Read on to find out why each is also poised to turn promise into profits in 2016.
XERO FPO NZ (ASX: XRO) is one of the better known tech stories on the ASX. The provider of accounting software to small businesses and medium-sized enterprises has a lot of things going for it. Among them is the fact that it is a relatively “sticky” business model where users are unlikely to switch to another provider if they are happy with the service.
In addition, the revenue model is brilliant, with users billed monthly which provides the company with regular, stable, recurring revenue streams. The interesting thing about Xero is that is can “flick the switch” to profitability at any time it chooses by limiting investment.
The reason it does not do so is that it is chasing a dominant position in the huge North American market. Xero has pedigree in doing just that, having reached number 1 status in New Zealand and Australia for cloud accounting for business.
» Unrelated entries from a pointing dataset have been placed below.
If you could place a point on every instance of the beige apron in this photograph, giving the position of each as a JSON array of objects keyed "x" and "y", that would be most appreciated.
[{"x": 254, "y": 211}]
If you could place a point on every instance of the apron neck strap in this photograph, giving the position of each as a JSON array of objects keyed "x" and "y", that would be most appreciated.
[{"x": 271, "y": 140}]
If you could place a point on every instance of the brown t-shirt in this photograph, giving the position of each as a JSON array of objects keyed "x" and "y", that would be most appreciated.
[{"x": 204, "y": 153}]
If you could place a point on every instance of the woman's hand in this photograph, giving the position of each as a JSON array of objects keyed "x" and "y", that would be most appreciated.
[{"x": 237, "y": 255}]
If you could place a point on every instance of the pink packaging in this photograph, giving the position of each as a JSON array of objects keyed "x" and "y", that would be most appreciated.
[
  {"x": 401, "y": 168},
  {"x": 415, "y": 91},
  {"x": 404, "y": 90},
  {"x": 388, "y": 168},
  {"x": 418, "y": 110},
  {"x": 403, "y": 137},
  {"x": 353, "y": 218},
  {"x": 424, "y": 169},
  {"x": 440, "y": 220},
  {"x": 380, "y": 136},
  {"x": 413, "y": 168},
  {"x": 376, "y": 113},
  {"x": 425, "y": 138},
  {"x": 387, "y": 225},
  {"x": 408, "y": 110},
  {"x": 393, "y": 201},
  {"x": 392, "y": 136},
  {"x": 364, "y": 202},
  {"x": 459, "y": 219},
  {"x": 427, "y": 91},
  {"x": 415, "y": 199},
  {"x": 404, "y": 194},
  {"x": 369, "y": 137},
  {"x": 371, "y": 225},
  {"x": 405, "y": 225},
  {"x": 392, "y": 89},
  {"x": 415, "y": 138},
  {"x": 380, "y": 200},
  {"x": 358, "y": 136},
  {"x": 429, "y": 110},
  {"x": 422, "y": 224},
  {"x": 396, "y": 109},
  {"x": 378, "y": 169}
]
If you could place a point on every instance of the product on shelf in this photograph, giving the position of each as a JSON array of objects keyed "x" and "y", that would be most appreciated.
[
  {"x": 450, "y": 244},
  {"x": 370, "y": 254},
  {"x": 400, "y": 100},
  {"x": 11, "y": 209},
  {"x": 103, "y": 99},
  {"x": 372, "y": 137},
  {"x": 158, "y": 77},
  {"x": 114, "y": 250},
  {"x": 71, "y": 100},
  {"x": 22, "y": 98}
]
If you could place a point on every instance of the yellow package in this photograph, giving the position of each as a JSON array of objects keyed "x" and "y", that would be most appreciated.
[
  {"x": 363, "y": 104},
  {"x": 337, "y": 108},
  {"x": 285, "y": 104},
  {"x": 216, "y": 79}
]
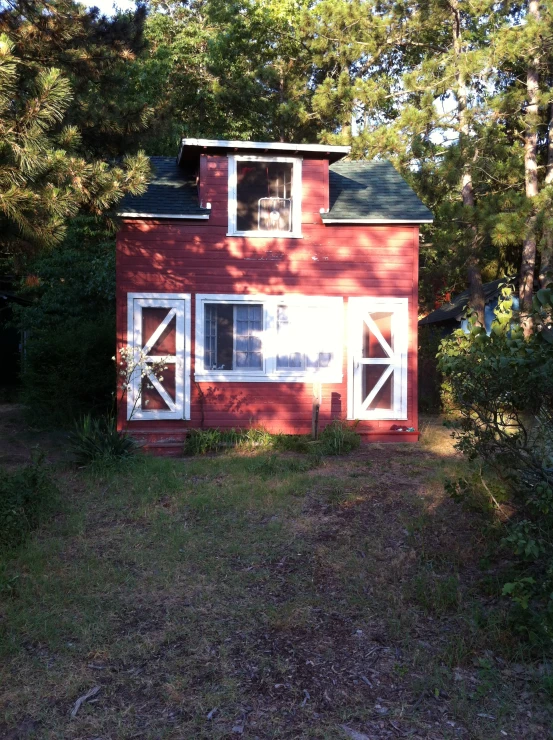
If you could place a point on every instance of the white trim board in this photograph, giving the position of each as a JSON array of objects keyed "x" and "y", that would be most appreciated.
[
  {"x": 265, "y": 145},
  {"x": 377, "y": 221},
  {"x": 269, "y": 373},
  {"x": 178, "y": 305},
  {"x": 161, "y": 215}
]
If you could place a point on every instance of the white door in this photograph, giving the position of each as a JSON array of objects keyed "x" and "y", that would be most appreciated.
[
  {"x": 377, "y": 353},
  {"x": 159, "y": 332}
]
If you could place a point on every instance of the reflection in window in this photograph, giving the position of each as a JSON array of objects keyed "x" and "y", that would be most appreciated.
[
  {"x": 232, "y": 336},
  {"x": 303, "y": 333},
  {"x": 264, "y": 196}
]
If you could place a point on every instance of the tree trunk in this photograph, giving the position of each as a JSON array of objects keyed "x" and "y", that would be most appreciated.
[
  {"x": 547, "y": 251},
  {"x": 528, "y": 263},
  {"x": 476, "y": 292}
]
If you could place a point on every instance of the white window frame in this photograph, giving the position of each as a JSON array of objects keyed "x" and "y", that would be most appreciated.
[
  {"x": 135, "y": 302},
  {"x": 296, "y": 196},
  {"x": 400, "y": 307},
  {"x": 269, "y": 372}
]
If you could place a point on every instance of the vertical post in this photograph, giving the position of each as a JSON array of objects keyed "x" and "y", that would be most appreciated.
[{"x": 316, "y": 405}]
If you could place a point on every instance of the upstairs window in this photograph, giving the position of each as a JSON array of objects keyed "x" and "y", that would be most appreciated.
[
  {"x": 233, "y": 336},
  {"x": 264, "y": 196}
]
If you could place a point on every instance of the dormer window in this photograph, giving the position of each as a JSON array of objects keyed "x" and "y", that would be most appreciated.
[{"x": 264, "y": 196}]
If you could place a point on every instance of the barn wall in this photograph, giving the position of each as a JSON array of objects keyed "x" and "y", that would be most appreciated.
[{"x": 334, "y": 260}]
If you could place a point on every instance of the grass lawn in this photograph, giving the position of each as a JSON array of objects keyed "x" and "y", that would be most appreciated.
[{"x": 263, "y": 596}]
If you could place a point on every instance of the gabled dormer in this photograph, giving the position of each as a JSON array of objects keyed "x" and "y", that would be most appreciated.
[{"x": 266, "y": 183}]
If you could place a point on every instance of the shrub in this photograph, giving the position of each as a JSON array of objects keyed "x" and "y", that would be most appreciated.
[
  {"x": 70, "y": 326},
  {"x": 429, "y": 378},
  {"x": 502, "y": 390},
  {"x": 339, "y": 438},
  {"x": 26, "y": 497},
  {"x": 96, "y": 440},
  {"x": 202, "y": 441}
]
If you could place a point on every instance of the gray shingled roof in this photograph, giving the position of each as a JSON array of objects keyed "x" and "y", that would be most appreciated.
[
  {"x": 171, "y": 192},
  {"x": 456, "y": 308},
  {"x": 372, "y": 191}
]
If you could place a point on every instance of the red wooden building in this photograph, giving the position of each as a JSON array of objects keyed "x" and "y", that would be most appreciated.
[{"x": 264, "y": 273}]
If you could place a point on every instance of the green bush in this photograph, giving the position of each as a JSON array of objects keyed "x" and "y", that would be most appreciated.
[
  {"x": 338, "y": 438},
  {"x": 26, "y": 497},
  {"x": 501, "y": 388},
  {"x": 96, "y": 440},
  {"x": 429, "y": 378},
  {"x": 70, "y": 326}
]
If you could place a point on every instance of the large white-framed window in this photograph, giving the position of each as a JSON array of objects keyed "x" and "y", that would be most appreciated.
[
  {"x": 264, "y": 196},
  {"x": 378, "y": 338},
  {"x": 159, "y": 330},
  {"x": 260, "y": 338}
]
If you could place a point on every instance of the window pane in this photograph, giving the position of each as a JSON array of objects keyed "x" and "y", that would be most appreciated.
[
  {"x": 304, "y": 334},
  {"x": 219, "y": 340},
  {"x": 264, "y": 196},
  {"x": 372, "y": 341},
  {"x": 384, "y": 398},
  {"x": 233, "y": 336}
]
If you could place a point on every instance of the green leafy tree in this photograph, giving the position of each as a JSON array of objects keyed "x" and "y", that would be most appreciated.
[{"x": 228, "y": 70}]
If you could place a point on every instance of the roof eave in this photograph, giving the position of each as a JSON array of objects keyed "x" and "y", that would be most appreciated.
[
  {"x": 164, "y": 215},
  {"x": 377, "y": 220},
  {"x": 334, "y": 153}
]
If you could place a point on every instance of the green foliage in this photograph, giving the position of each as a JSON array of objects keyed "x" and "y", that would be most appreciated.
[
  {"x": 96, "y": 440},
  {"x": 27, "y": 496},
  {"x": 502, "y": 389},
  {"x": 202, "y": 441},
  {"x": 44, "y": 176},
  {"x": 70, "y": 326},
  {"x": 338, "y": 438},
  {"x": 272, "y": 466},
  {"x": 429, "y": 377}
]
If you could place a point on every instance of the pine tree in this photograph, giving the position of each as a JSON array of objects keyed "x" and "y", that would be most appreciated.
[
  {"x": 43, "y": 179},
  {"x": 111, "y": 99}
]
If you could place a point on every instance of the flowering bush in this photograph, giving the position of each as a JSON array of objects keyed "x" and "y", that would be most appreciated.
[{"x": 134, "y": 370}]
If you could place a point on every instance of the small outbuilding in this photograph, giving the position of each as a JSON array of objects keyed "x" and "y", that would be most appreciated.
[{"x": 267, "y": 275}]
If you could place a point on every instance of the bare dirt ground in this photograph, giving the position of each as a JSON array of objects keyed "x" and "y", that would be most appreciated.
[{"x": 241, "y": 596}]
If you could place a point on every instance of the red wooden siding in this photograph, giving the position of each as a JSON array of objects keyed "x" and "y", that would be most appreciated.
[{"x": 334, "y": 260}]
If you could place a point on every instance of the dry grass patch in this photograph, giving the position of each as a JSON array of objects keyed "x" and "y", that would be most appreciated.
[{"x": 257, "y": 596}]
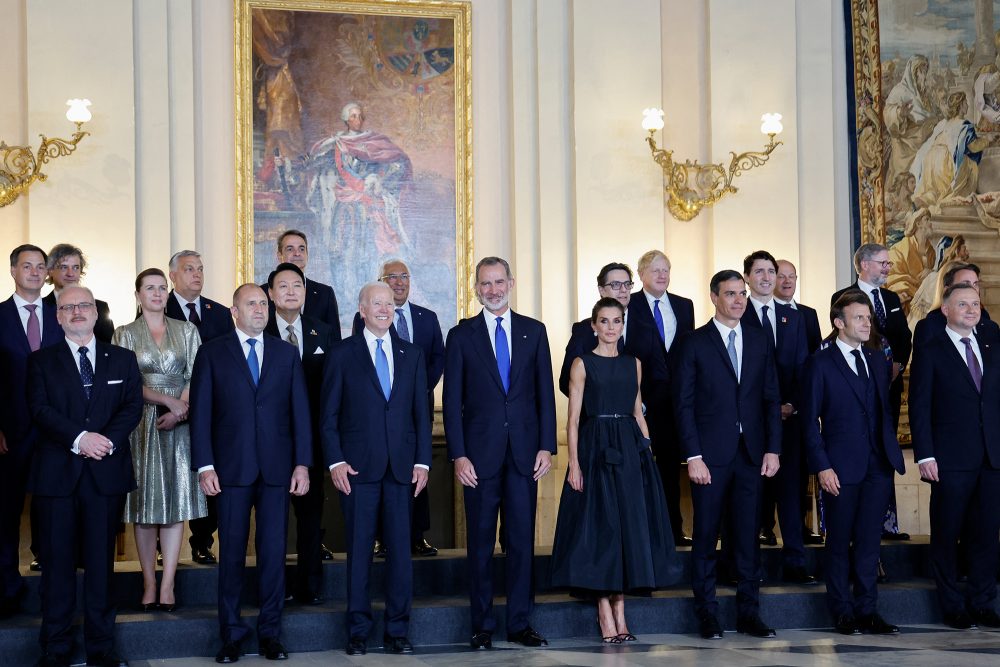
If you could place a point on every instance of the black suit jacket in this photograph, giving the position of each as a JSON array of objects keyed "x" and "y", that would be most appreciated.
[
  {"x": 15, "y": 419},
  {"x": 835, "y": 418},
  {"x": 216, "y": 319},
  {"x": 480, "y": 420},
  {"x": 949, "y": 419},
  {"x": 364, "y": 429},
  {"x": 247, "y": 431},
  {"x": 61, "y": 412},
  {"x": 104, "y": 329},
  {"x": 711, "y": 405},
  {"x": 897, "y": 330}
]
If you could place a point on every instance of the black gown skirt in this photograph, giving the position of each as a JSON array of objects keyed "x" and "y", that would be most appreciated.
[{"x": 614, "y": 536}]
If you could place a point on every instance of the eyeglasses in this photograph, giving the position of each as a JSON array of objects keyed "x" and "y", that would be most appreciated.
[{"x": 83, "y": 307}]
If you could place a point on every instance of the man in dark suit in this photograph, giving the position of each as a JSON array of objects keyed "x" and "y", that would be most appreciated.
[
  {"x": 66, "y": 266},
  {"x": 212, "y": 319},
  {"x": 786, "y": 333},
  {"x": 954, "y": 394},
  {"x": 250, "y": 435},
  {"x": 934, "y": 322},
  {"x": 85, "y": 398},
  {"x": 313, "y": 340},
  {"x": 27, "y": 324},
  {"x": 729, "y": 419},
  {"x": 851, "y": 443},
  {"x": 418, "y": 325},
  {"x": 500, "y": 422},
  {"x": 377, "y": 442},
  {"x": 670, "y": 317}
]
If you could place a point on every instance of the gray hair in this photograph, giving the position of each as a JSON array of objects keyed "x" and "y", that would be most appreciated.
[{"x": 177, "y": 256}]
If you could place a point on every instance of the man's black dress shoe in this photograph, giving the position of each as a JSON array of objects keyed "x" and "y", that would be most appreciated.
[
  {"x": 959, "y": 620},
  {"x": 271, "y": 648},
  {"x": 203, "y": 556},
  {"x": 798, "y": 575},
  {"x": 709, "y": 628},
  {"x": 987, "y": 618},
  {"x": 108, "y": 659},
  {"x": 423, "y": 548},
  {"x": 229, "y": 653},
  {"x": 527, "y": 637},
  {"x": 397, "y": 644},
  {"x": 755, "y": 627},
  {"x": 876, "y": 625},
  {"x": 357, "y": 646},
  {"x": 847, "y": 625}
]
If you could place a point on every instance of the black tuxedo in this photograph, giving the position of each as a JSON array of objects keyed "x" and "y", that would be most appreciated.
[
  {"x": 104, "y": 329},
  {"x": 80, "y": 498},
  {"x": 317, "y": 341},
  {"x": 254, "y": 435},
  {"x": 501, "y": 433},
  {"x": 847, "y": 428},
  {"x": 959, "y": 426},
  {"x": 382, "y": 439},
  {"x": 731, "y": 423}
]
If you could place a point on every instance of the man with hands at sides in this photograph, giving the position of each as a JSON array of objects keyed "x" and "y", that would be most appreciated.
[
  {"x": 251, "y": 443},
  {"x": 377, "y": 444}
]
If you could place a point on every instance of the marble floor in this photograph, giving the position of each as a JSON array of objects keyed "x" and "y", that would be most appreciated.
[{"x": 915, "y": 646}]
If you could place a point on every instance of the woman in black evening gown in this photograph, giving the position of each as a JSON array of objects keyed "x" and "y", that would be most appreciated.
[{"x": 613, "y": 532}]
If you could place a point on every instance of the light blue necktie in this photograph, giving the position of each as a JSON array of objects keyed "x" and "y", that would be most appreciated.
[
  {"x": 731, "y": 349},
  {"x": 503, "y": 355},
  {"x": 382, "y": 368},
  {"x": 253, "y": 362}
]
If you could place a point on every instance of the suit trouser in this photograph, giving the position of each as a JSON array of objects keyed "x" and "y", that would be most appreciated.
[
  {"x": 965, "y": 505},
  {"x": 519, "y": 495},
  {"x": 367, "y": 502},
  {"x": 853, "y": 533},
  {"x": 271, "y": 505},
  {"x": 735, "y": 489},
  {"x": 92, "y": 518}
]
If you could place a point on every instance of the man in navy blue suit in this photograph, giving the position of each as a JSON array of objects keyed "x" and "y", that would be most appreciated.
[
  {"x": 418, "y": 325},
  {"x": 377, "y": 443},
  {"x": 313, "y": 340},
  {"x": 785, "y": 331},
  {"x": 26, "y": 324},
  {"x": 251, "y": 443},
  {"x": 851, "y": 444},
  {"x": 954, "y": 394},
  {"x": 212, "y": 319},
  {"x": 670, "y": 317},
  {"x": 85, "y": 398},
  {"x": 500, "y": 422},
  {"x": 729, "y": 420}
]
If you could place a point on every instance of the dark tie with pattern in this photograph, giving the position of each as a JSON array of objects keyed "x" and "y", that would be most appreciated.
[{"x": 86, "y": 371}]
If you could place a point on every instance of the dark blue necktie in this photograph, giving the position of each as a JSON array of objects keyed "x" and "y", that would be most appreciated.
[
  {"x": 382, "y": 368},
  {"x": 253, "y": 362},
  {"x": 86, "y": 371},
  {"x": 503, "y": 355}
]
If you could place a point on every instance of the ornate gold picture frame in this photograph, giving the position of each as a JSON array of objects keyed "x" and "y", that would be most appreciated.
[{"x": 354, "y": 125}]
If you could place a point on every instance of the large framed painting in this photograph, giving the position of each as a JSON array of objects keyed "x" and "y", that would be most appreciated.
[{"x": 354, "y": 127}]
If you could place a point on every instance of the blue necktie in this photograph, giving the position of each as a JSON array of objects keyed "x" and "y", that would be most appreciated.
[
  {"x": 658, "y": 318},
  {"x": 731, "y": 349},
  {"x": 86, "y": 371},
  {"x": 253, "y": 362},
  {"x": 382, "y": 368},
  {"x": 503, "y": 355}
]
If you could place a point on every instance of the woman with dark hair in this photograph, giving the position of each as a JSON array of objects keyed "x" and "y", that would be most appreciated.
[
  {"x": 613, "y": 531},
  {"x": 168, "y": 492}
]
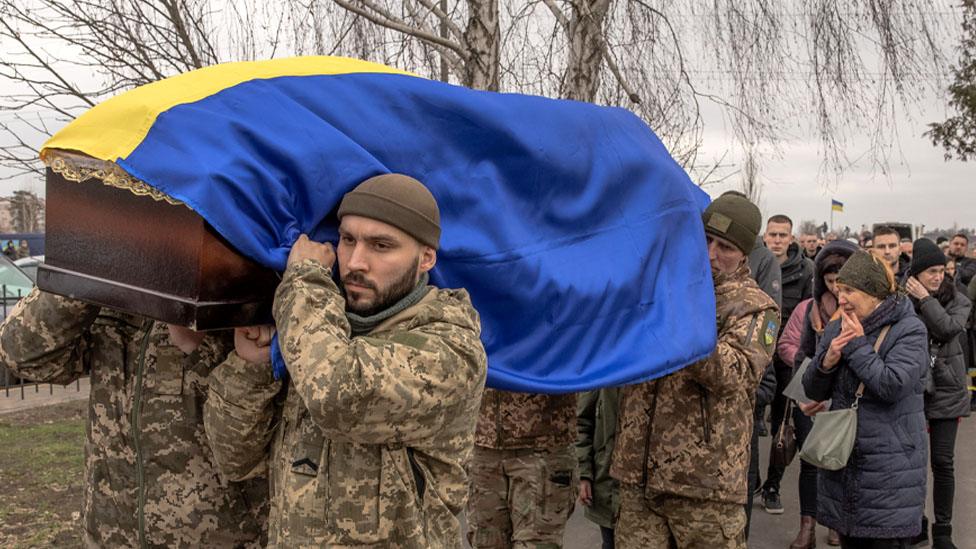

Leading into 2016, Xero’s gross margins are expanding, and the company has close to 600,000 paying subscribers. That’s right, paying. That’s what sets Xero up for a bright 2016.
Freelancer Ltd (ASX: FLN) is an online portal that matches those seeking work with those needing jobs completed. These jobs are as diverse as the user base, with employment ranging from computer programming to creative writing and financial consulting.
Like other online “list companies” Freelancer looks to benefit from having the largest community of both users and employers for online work. To this end, the company has built a user base of close to 17 million, with over 8.5 million jobs completed to date, with a total value of over $3.9 billion.
The company has the share price to support acquisitions, and will likely continue being a consolidator of smaller online job matching portals in order to build its community. This is crucial as Freelancer generates revenues by taking a fixed percentage cut of the value of every job on its platform.
Freelancer has generated positive operating cash flow for the first time and has narrowed its net loss as it approaches the ecosystem size that will allow it to operate profitably on a consistent basis.
It’s arguable that Freelancer could be a bigger company in 10 years time, but Xero looks to have taken a lot more of the steps required to become a profitable tech company in the near term.